Ou seja, não se envolver, pendurar os sentimentos etc. fala disso: para ser médico (científico) não se pode ter sentimentos, subjetividade. Penso que aqui reside o ponto central. Não bastasse o sofrimento pela “quantidade de matéria”, a necessidade de se manter num lugar ideal de melhor aluno, as tensões resultantes do contato com pacientes mais ou menos graves numa idade em que a maioria se considera imortal e quer curtir a vida, os alunos ainda têm que aprender que devem -o termo que me vem é este, então vai este mesmo- embrutecer! E que isto é imperioso para ser um bom médico.

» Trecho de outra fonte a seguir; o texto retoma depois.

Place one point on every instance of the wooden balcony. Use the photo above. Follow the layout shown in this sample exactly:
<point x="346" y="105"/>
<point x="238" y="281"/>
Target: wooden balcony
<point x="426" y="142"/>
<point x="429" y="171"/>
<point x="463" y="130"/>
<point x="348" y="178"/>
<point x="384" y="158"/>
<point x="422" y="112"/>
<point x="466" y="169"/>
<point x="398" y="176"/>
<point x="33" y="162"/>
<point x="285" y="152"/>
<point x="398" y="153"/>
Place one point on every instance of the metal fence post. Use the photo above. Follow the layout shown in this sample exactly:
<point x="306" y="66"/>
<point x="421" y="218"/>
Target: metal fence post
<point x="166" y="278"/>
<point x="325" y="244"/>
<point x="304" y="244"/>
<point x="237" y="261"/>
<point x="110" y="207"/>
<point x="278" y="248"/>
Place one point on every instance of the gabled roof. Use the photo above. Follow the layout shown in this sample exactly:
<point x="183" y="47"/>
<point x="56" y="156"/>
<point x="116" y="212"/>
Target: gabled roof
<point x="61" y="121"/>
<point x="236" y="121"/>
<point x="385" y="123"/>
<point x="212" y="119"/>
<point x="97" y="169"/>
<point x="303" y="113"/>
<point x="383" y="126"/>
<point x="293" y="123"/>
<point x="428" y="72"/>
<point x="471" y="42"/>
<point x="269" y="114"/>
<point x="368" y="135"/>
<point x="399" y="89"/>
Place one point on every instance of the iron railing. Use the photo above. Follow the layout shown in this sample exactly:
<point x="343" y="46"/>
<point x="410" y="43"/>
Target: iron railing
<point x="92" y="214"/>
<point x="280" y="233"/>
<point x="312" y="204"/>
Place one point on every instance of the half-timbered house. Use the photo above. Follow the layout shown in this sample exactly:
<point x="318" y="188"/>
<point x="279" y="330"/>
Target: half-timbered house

Mais ainda: este embrutecimento, este não se importar com sentimentos dos pacientes e os próprios acaba sendo entendido (transmitido pelos professores. Nós!) como uma nova identidade que deve ser adquirida no seu treinamento e na própria vida de relação dentro e fora da faculdade, constituindo quase uma nova família (a associação se impõe. Se é matando uma característica de vida, não posso deixar de dizer: mafiosa). Compartilhar dúvidas, inquietações com colegas que poderão ser seus concorrentes? Tirar dúvidas em aula e todos perceberem que é mais lento que os outros? De jeito nenhum! Imagina o que vão pensar de mim! Sofrer com algum relato de paciente? Ter vontade de chorar? Aí mesmo que vão dizer que não levo jeito pra ser médico. Em boca fechada não entra mosca.

Resumindo: resultado deste caldo só pode ser burnout.

Desafio: canais para expressar/compartilhar sentimentos em programas de mentoria e –sim!- em disciplinas obrigatórias; disciplinas (todas!) abertas para o aluno pensar o próprio processo de formação; atividades para fortalecer grupo, atenuar concorrência, estimular amizade, lealdade, essas coisas, carga horária reservada para viver e, last but not least, ARTE.

Penso que setores para acompanhamento psicológico dos alunos não são malvindos, pelo contrário, até promovi um convênio da Faculdade com uma Sociedade de Psicanálise (alguns analistas vão ao Fundão –onde fica a faculdade- para atender de graça alunos que não têm tempo para se deslocar para a Zona Sul, onde ficam seus consultórios), mas não creio que seja esta a prioridade e sim o que escrevi acima. Meu receio é que priorizar atendimento psicológico e/ou psiquiátrico não mexa no cerne mesmo do problema. 

Já ouço e me ouço: vá convencer os professores. Melhor dizendo: por que ensinar é um encargo e não um prazer? Aí seriam mais 4 páginas. Chega.

PS: 2 filmes. “Whiplash”- Em busca da perfeição. Damien Chazelle, diretor.

“Full metal jacket”- Nascido para matar. Stanley Kubrick, diretor. Primeira parte do filme.